Welding cable is very resistant to abuse. It is also a little bit heavier.
 
Michel,

I understand the benefits of each. I may actually use some welding cable for certain things that need a more flexible wire. I was just pointing a difference between the two for the group. In some instances having a more rigid wire actually be a benefit though.
 
Grounding to empty engine pad?

The studs holding the starter aren't easily accessible, nor are they extra long, so adding an additional ring terminal there feels questionable to me. However, there is a vacant mounting pad between the starter and the alternator on the starboard half of the engine case. It has three 5/16 X 18 threaded holes in line. I can't see why I wouldn't just create my own stud there for grounding.

When I went down the aviation aisle today at Ace Hardware, I found some studs with 5/16 X 18 threads on one end and 5/16 X 24 threads on the other end.
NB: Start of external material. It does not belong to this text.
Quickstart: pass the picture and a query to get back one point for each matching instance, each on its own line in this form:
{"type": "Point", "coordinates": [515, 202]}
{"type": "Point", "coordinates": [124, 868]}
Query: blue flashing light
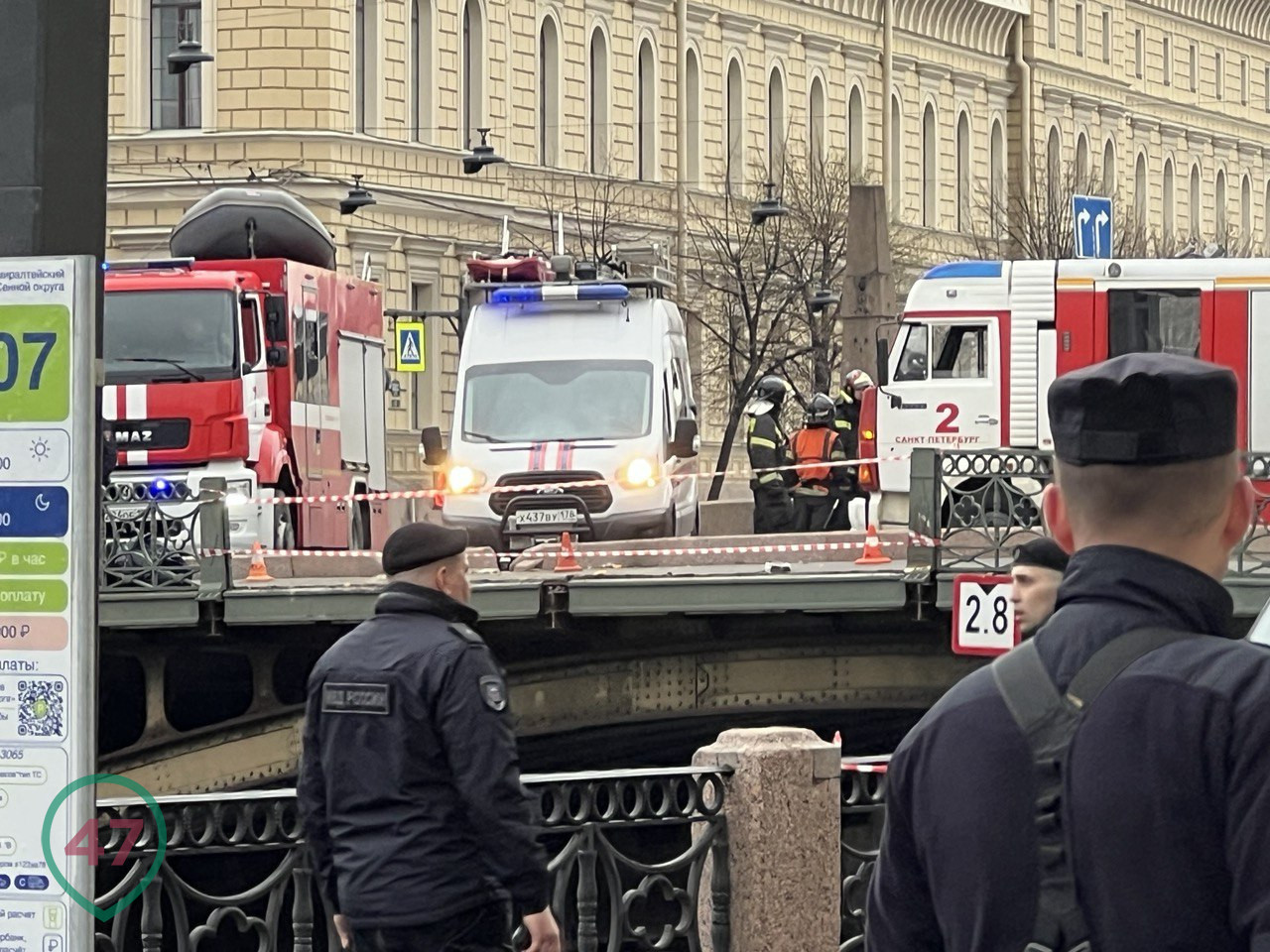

They looked like cast iron, black and rather rough looking. Described as Automotive studs. Also, there is a non-threaded portion in the middle which might make it hard to thread a nut down to the engine case to hold the ground in place.

Am I looking at the right thing? Have I found my way off of the straight and narrow and into some odd corner?
 
The studs holding the starter aren't easily accessible, nor are they extra long, so adding an additional ring terminal there feels questionable to me. However, there is a vacant mounting pad between the starter and the alternator on the starboard half of the engine case. It has three 5/16 X 18 threaded holes in line. I can't see why I wouldn't just create my own stud there for grounding.

When I went down the aviation aisle today at Ace Hardware, I found some studs with 5/16 X 18 threads on one end and 5/16 X 24 threads on the other end. They looked like cast iron, black and rather rough looking. Described as Automotive studs. Also, there is a non-threaded portion in the middle which might make it hard to thread a nut down to the engine case to hold the ground in place.

Am I looking at the right thing? Have I found my way off of the straight and narrow and into some odd corner?


Why worry with a stud? Just use a coarse thread bolt, washer and lock washer. Be sure to clean any paint from the contact area to assure a good ground.